After the game, Twins manager Derek Shelton wasn't panicking about his young right-hander, even after the worst outing of Bradley's season.

"What didn't go well was obviously the home runs," Shelton told reporters in Florida. "Three of them were hit on balls that were 97 or 98 [mph]. The breaking ball to Aranda was a bad pitch. Other than that, two good young hitters just got him today."

That response says a lot about how Shelton sees Bradley's future with this club.

He acknowledged the pitches left over the plate, but he pointed out that Caminero and Aranda are legit young hitters who did damage on pitches most guys can't touch.

Three of the four home runs came off fastballs in the upper-90s, and that doesn't happen often.

Why Bradley Will Be Fine

Even after Friday's rough outing, the bigger picture still looks strong.

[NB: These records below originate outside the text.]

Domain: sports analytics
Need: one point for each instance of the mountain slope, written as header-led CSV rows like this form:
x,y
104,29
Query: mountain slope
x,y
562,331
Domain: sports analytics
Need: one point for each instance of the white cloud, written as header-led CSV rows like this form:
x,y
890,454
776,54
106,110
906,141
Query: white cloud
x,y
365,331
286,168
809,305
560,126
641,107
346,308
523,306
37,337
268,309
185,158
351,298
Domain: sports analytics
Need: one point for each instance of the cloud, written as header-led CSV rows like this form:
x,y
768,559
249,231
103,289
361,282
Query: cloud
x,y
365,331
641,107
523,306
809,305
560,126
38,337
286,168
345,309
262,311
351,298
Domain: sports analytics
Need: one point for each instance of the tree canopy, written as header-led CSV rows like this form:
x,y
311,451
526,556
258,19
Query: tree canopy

Bradley sits at 3-1 with a 2.91 ERA through six starts, and before the Rays game he ranked third in the AL in ERA while striking out 34 batters across 27.2 innings.

Earlier this month he outdueled two-time Cy Young winner Tarik Skubal in a quality start against Detroit and threw a 100 mph fastball that was the hardest pitch by a Twins starter in the Statcast era.

One bad night doesn't erase all of that.

Bradley's velocity is still up over a full mile per hour from last season, his splitter has been one of the best pitches in baseball, and the confidence he has been building isn't going to vanish because two former teammates caught some heaters.

Minnesota Needs Him Going Forward

The Twins sit at 12-15 through 27 games and have dropped seven of their last eight after an 11-7 start.

Their pitching staff has dealt with injuries all season, with Pablo Lopez out for the year and Mick Abel sidelined.

Against the Rays (15-11), Bradley just had a rare off night where talented hitters squared him up.

Minnesota needs him to be a front-of-the-rotation arm, and nothing about Friday suggests he can't be exactly that.